ViKL: A Mammography Interpretation Framework via Multimodal Aggregation of Visual-knowledge-linguistic Features

TL;DR

This work proposes ViKL, a innovative framework that synergizes Visual, Knowledge, and Linguistic features that substantially enhances the pathological classification and fosters multimodal interactions in mammography.

Abstract

Mammography is the primary imaging tool for breast cancer diagnosis. Despite significant strides in applying deep learning to interpret mammography images, efforts that focus predominantly on visual features often struggle with generalization across datasets. We hypothesize that integrating additional modalities in the radiology practice, notably the linguistic features of reports and manifestation features embodying radiological insights, offers a more powerful, interpretable and generalizable representation. In this paper, we announce MVKL, the first multimodal mammography dataset encompassing multi-view images, detailed manifestations and reports. Based on this dataset, we focus on the challanging task of unsupervised pretraining and propose ViKL, a innovative framework that synergizes Visual, Knowledge, and Linguistic features. This framework relies solely on pairing information without the necessity for pathology labels, which are often challanging to acquire. ViKL employs a triple contrastive learning approach to merge linguistic and knowledge-based insights with visual data, enabling both inter-modality and intra-modality feature enhancement. Our research yields significant findings: 1) Integrating reports and manifestations with unsupervised visual pretraining, ViKL substantially enhances the pathological classification and fosters multimodal interactions. 2) Manifestations can introduce a novel hard negative sample selection mechanism. 3) The multimodal features demonstrate transferability across different datasets. 4) The multimodal pretraining approach curbs miscalibrations and crafts a high-quality representation space. The MVKL dataset and ViKL code are publicly available at https://github.com/wxwxwwxxx/ViKL to support a broad spectrum of future research.

Figures (9)

• Figure 1: Knowledge-guided diagnostic protocol of radiologists for breast cancer. They identify suspected lesions on mammography images and refer to the consensus of radiology and their experience to analyze the lesion from the perspective of manifestations, e.g., shape, margin and density. Based on these impressions, radiologists write concise and conclusive mammography reports. This process inspires the visual pretraining paradigm of ViKL, which aggregates visual, knowledge and linguistic features to build intelligent machines for mammography analysis.
• Figure 2: The training (A-C) and test phases of ViKL. A. Mammography views are projected into a 128-dimensional hypersphere embedding space, normalized with $\mathcal{L}_2$ norm. Features from different views are attracted to each other, facilitating intra-modality alignment.

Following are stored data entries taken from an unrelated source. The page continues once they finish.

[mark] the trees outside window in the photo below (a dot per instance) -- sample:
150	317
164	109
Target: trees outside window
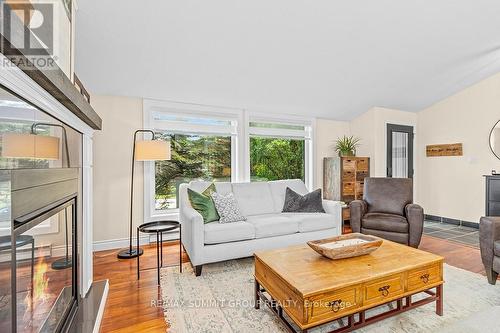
202	157
276	158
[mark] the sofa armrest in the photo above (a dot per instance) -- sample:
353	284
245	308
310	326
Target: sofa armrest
192	227
358	210
334	208
489	233
415	216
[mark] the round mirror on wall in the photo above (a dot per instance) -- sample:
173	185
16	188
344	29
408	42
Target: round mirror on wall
495	139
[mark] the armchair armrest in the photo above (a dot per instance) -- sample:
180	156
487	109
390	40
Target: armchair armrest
415	216
358	210
334	208
489	233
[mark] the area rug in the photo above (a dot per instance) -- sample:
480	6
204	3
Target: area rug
222	300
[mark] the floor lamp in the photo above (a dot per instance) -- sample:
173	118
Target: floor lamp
143	150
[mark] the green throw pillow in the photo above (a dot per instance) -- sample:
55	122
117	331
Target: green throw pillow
203	203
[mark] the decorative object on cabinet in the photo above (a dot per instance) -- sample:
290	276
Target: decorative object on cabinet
492	204
343	180
346	145
343	177
452	149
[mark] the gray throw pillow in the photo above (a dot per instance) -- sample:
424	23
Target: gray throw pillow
227	207
309	203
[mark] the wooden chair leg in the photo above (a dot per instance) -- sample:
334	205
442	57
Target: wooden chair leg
492	275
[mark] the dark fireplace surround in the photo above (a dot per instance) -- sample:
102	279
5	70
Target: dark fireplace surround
36	195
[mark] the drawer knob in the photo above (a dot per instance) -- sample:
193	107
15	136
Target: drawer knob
384	290
335	305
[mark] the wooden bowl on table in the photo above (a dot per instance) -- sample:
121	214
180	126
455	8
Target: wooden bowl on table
346	246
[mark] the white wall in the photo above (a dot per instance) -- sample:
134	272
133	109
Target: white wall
454	186
327	131
121	116
112	166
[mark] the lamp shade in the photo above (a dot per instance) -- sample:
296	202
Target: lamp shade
152	150
18	145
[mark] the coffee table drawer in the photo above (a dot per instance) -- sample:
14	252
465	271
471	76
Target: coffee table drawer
419	278
386	288
334	304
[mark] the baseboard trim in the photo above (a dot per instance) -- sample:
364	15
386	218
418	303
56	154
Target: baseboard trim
100	312
447	220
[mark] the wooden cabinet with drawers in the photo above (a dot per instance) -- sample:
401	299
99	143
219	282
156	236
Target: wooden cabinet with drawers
343	177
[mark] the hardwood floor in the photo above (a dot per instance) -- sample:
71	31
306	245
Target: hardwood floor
129	306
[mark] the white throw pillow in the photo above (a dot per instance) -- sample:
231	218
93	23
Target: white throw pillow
227	207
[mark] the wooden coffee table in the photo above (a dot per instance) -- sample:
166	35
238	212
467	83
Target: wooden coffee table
314	290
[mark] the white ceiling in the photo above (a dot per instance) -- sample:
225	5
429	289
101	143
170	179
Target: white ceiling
326	58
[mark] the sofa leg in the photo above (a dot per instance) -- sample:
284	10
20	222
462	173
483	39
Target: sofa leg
492	275
197	270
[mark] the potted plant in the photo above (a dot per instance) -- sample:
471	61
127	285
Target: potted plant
346	145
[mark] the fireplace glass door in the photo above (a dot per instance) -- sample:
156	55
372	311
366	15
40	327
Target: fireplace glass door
45	274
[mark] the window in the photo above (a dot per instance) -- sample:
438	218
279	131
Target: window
194	156
221	144
203	143
279	150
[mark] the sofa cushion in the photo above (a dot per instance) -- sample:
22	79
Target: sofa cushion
270	225
496	248
227	208
307	203
312	221
253	198
204	204
278	190
385	222
201	185
228	232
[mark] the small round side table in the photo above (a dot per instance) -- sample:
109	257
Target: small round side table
159	227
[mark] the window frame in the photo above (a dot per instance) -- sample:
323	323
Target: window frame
240	142
152	106
307	134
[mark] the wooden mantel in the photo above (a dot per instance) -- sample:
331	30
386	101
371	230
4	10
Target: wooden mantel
53	80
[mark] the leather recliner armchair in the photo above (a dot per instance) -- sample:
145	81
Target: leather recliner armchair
387	211
489	242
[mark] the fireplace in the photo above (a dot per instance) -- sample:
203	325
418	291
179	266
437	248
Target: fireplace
42	293
39	287
40	219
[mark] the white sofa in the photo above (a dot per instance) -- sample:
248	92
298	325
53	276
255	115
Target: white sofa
265	228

B. Data from the three modalities are projected into the same embedding space using respective encoders. Matched modalities of the same instance are attracted to each other, ensuring inter-modality alignment. C. Features from distinct instances are repelled to enhance uniformity across the hypersphere, preserving information effectively. D. The image encoder is capable of improved pathological classification of breast lumps through a simple task head. ViKL model is also versatile, suitable for multimodal tasks like image-report retrieval and manifestation estimation.
• Figure 3: The ROC curve for ViKL, along with the metrics from two radiologists. When diagnosing with single-view mammograms, their classification performance is comparable, but the probabilistic outputs from ViKL provide it with greater flexibility.
• Figure 4: Confusion matrix of image-report retrieval experiment.
• Figure 5: ViKL shows superior adaptability compared to the supervised IM model when fine-tuning on the MKVL dataset with reduced training data, illustrating less performance reduction as the availability of downstream data decreases.